Au début des années 30, par exemple, alors que le parti nazi se rapprochait du pouvoir en Allemagne, sa tâche était facilitée par la politique sectaire du Parti Communiste allemand (PCA), qui désignait comme ennemi principal le parti social-démocrate (réformiste) et le qualifiait de « social-fasciste ». Cette tactique du PCA empêchait tout rapprochement avec les ouvriers et militants socialistes – et déboucha même sur des luttes communes des nazis et des communistes contre les sociaux-démocrates. En 1931, dans un texte destiné aux militants communistes allemands, Trotsky s’appuyait sur l’expérience de la lutte contre Kornilov pour démontrer l’inanité de la politique du PCA :

« Quelle fut alors l’attitude des bolcheviks ? Ils avaient aussi le droit de dire : pour vaincre la bande à Kornilov, il faut vaincre la bande à Kérensky. Ils le dirent plus d’une fois, car c’était correct et nécessaire pour la propagande future. Mais c’était absolument insuffisant pour résister à Kornilov le 26 août et les jours qui suivirent, et l’empêcher d’égorger le prolétariat de Pétrograd. C’est pourquoi les bolcheviks ne se contentèrent pas de lancer un appel général aux ouvriers et aux soldats : Rompez avec les conciliateurs, et soutenez le front unique rouge des bolcheviks !” Non, les bolcheviks proposèrent aux socialistes-révolutionnaires et aux mencheviks un front unique de combat, et créèrent avec eux des organisations communes pour la lutte. »

Au lieu de suivre ces conseils de Trotsky, la direction stalinienne du PCA – comme celle de l’Internationale communiste – s’acharna à refuser tout front unique avec les sociaux-démocrates. Elle alla jusqu’à affirmer que l’avènement d’Hitler faciliterait une victoire ultérieure des communistes en éliminant les sociaux-démocrates. Cette tactique sectaire et absurde mena à une défaite sans combat face aux hitlériens, qui une fois au pouvoir ne se contentèrent pas de liquider la démocratie bourgeoise ; ils détruisirent tout le mouvement ouvrier organisé, PCA compris.

Ces leçons sont aussi applicables à la situation actuelle au Venezuela.

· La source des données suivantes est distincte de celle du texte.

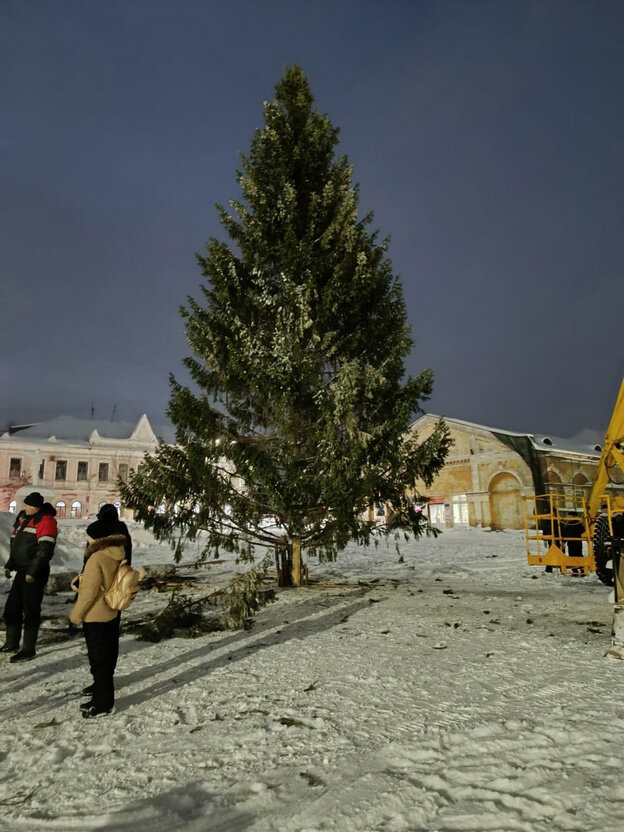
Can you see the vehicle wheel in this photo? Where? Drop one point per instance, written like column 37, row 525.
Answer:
column 602, row 550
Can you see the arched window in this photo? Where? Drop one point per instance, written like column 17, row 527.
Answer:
column 552, row 480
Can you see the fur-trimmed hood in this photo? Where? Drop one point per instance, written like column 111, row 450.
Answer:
column 105, row 543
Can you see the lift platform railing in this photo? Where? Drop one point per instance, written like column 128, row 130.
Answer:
column 558, row 533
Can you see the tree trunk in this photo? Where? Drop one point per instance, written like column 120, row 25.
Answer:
column 299, row 573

Après des années de stagnation du mouvement révolutionnaire et de politiques attentistes du gouvernement Maduro, l’opposition de droite est repassée à l’offensive. Ses militants multiplient les manifestations violentes, réclament le départ de Maduro et assassinent des militants bolivariens (et de simples citoyens). Dans ce contexte, les militants révolutionnaires doivent participer activement à la lutte des masses bolivariennes contre la droite réactionnaire, mais sans renoncer pour autant à critiquer la politique actuelle du gouvernement, laquelle ne peut que mener à la défaite de la révolution.

En 1917, c’est cette politique de « front unique » avec les réformistes qui a permis au parti bolchevik de montrer qu’il était le défenseur le plus conséquent de la révolution et, ainsi, de se placer à partir de septembre à la tête des masses de toute la Russie, alors qu’il n’était jusque-là majoritaire que dans les soviets de quelques grandes villes et zones industrielles. Le parti de Lénine put ainsi se préparer à sa nouvelle tâche : la conquête du pouvoir, qu’il devait arracher des mains d’un gouvernement provisoire extrêmement affaibli – et qui semblait ne plus attendre que son fossoyeur.